Felicitas Zürcher (born 1973) is a Swiss playwright. She is head dramaturge at the Bern Theatre, and has worked at the Maxim Gorki Theater in Berlin, the Deutsches Theater Berlin and the Staatsschauspiel Dresden previously. She has taught at the Folkwang University of the Arts and was head of the Dresden Acting Studio at the University of Music and Theatre Leipzig.

== Life ==
Zürcher was born in 1973 in Olten, Switzerland. She studied German, philosophy and social and economic history at the University of Zurich and the Humboldt University Berlin. In Zurich, she was assistant director at the Theater am Neumarkt and, after her studies, a consultant at a PR agency. From 2001 to 2003 she was assistant director at Maxim Gorki Theater in Berlin and in 2004 she became dramaturge for drama and dance at the Stadttheater Bern. From 2004 to 2009 she was dramaturge at the Deutsches Theater Berlin under Bernd Wilms and Oliver Reese. From 2009 to 2016 she worked at the Staatsschauspiel Dresden under artistic director Wilfried Schulz and was also head of the Dresden Acting Studio at the University of Music and Theatre Leipzig from 2011 to 2016. From 2016 until 2021, she has taught at the Folkwang University of the Arts.

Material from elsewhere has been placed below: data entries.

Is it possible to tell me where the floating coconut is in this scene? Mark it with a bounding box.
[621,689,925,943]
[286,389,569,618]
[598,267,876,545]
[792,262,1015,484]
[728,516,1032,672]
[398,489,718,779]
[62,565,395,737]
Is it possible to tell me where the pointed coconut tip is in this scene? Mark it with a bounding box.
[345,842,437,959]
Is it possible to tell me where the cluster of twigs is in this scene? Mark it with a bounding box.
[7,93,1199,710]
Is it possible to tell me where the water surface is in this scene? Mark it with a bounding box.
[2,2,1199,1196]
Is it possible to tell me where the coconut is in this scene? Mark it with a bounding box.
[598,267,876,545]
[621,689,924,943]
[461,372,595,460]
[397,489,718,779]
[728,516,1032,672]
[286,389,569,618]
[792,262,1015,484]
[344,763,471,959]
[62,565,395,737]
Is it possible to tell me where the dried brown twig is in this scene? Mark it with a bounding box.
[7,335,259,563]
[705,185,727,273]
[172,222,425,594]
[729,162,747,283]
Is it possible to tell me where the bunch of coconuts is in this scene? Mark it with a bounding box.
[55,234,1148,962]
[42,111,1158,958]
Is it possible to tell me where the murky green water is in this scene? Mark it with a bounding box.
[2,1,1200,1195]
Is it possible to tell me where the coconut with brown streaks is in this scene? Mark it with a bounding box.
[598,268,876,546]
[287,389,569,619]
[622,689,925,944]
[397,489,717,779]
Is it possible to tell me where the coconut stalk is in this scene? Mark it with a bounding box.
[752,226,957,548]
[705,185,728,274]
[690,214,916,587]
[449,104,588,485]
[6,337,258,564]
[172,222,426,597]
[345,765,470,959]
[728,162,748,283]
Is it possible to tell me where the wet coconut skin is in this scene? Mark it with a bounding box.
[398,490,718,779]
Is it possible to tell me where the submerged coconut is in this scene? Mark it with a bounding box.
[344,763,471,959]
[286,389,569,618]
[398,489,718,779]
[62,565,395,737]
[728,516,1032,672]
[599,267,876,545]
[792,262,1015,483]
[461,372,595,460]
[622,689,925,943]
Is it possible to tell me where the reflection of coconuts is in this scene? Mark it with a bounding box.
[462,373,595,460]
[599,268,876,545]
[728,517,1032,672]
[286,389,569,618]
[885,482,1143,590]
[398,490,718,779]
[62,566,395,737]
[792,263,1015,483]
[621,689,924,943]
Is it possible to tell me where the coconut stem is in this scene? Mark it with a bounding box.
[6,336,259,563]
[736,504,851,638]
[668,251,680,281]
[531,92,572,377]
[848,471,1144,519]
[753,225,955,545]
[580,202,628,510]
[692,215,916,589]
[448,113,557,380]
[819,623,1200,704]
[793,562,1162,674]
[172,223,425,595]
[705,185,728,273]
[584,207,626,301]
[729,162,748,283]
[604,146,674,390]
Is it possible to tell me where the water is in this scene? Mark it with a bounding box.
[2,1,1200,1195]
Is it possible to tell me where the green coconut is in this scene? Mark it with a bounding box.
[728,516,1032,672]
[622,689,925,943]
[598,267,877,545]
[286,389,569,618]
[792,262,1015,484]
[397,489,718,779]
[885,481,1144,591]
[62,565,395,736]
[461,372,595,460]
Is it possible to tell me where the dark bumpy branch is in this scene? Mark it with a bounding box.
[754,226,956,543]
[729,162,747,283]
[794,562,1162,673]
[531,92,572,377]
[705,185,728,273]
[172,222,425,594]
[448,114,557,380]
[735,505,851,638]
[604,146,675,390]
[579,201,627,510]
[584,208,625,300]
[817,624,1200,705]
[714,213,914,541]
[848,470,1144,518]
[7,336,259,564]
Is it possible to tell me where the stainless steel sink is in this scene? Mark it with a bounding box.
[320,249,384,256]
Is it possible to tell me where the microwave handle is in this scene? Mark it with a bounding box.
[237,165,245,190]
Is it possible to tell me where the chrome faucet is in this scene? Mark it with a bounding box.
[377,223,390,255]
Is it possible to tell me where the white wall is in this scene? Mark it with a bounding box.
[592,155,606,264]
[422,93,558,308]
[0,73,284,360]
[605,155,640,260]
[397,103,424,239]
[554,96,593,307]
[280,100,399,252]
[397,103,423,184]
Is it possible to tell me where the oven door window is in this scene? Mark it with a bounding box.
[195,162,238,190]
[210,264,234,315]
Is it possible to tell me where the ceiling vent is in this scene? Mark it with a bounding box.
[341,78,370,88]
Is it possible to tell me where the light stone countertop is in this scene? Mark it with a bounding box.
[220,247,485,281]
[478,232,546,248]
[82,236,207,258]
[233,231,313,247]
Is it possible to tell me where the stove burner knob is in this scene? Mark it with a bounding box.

For the 2016/17 season, Zürcher moved to the Düsseldorfer Schauspielhaus as head dramaturg. Since the 2021/2022 season, Zürcher is head dramaturge at the Bern Theatre. Zücher has initiated a variety of activities including a conference, panel discussions and a “Monday Café” for refugees.

Zürcher has been on the jury for the Mülheim Dramatic Prize.